I was at the bookstore today and overheard a woman in the aisle next to me. She was with a friend asking the bookseller, "Do you have any books, picture books, that I could read to promote community and respect? Did I say...third grade?" The woman had not found her match with the picture books on display titled, "Back to School."
So of course, if you know me, I jumped in. I discussed several titles with the two women and let them be to decide #1 if I was crazy #2 to look for the titles we had discussed Our paths met again in the check out line. Two of the titles caught her interest and was buying both...Courage and Duck! Rabbit! She saw the potential in the first book, but questioned the second title. So...here it comes...how I used Duck!Rabbit! to model the importance of listening to one another respectfully, understanding each other's point of view, supporting thinking with evidence or own experiences, and talking to start the year.
1. I paused the first scene from a YouTube reading of the book where it is just the character, no title. The video is included below. I asked students to silently look at the picture and write down what they thought the character was while sitting at their seats. The students then came to the carpet and began sharing their responses. (notice thoughts are left at their seats so they won't be changed) Right away students began discussing what they saw and pointing to evidence.
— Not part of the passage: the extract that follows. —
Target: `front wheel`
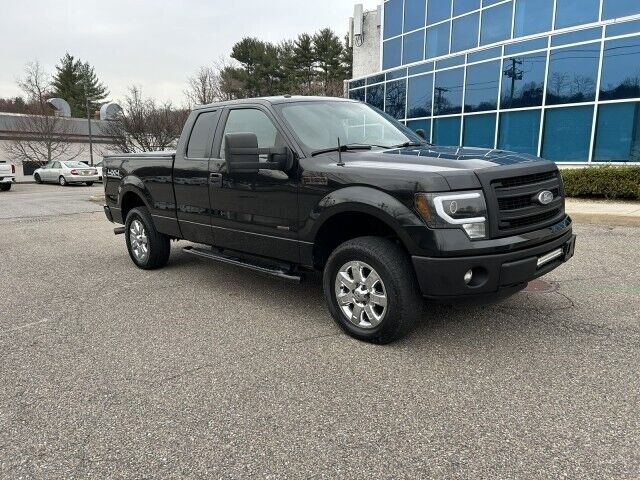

Students learned quickly to appreciate what they did not notice at first and the value of listening while their peers are explaining.
2. Then we watched the YouTube reading of the book, pausing at several points to discuss the new evidence we have seen...Has our thinking changed now? What in the text made you think that? Has my thinking been persuaded down a new path? Do I see your point of view but I am still convinced that I was right?
3. Then the students went back to their seats and wrote about what they thought the main character was now by supporting their thinking with evidence from conversations or text. Students came to realize that conversation can lift your thinking or take you down a road that was not thought of initially.
Students were engaged and interested in this moment because they came to realize that there is no right or wrong answer. They began to ask why or why not, determine importance, and realize that conversation leads to deeper understanding because the students are questioning.